Early studies with RT in breast cancer patients uncovered the correlation of incidental radiation to the heart with an increase in the frequency of cardiovascular disease. Darby SC and colleagues conducted a population-based case-control study of major coronary events in 2,168 women in Sweden and Denmark who underwent RT for breast cancer between 1958 and 2001. They found that incidental exposure of the heart to radiation treatment for breast cancer elevated the rate of major coronary events (i.e., coronary revascularization, myocardial infarction, or death from ischemic heart disease) by 7.4% for each increase of 1 Gy in the mean radiation dose delivered to the heart (13).

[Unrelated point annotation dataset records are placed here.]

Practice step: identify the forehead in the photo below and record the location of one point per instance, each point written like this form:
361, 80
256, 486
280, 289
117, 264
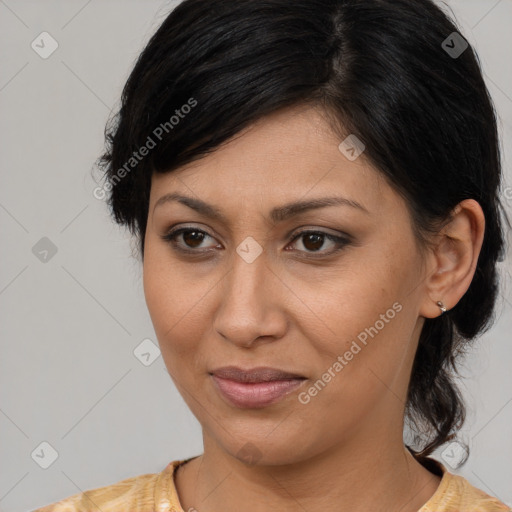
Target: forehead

Moreover, in the study, women with and women without preexisting cardiac risk factors have a similar proportional increase in the rate of major coronary events per gray (13).

The potential damage to the heart is correlated to the heart-absorbed dose and differs between left- and right-breast radiation therapies. The mean cardiac dose from irradiation of a left-sided breast cancer can be 2 or 3 times that for a right-sided breast cancer (32). As a consequence, long-term mortality from heart disease is increased among women with left-sided breast tumors compared with women with right-sided breast tumors. A prospective cohort study reported by Darby et al. have shown that, in women recorded in the US Surveillance Epidemiology and End Results (SEER) cancer registries as having been diagnosed with breast cancer during 1973–1982 and received radiation, the cardiac mortality ratio, left versus right tumor laterality, was during the periods 10–14 years (1.42) and 15 years or more (1.58) after diagnosis, significantly greater than 1.00 (33).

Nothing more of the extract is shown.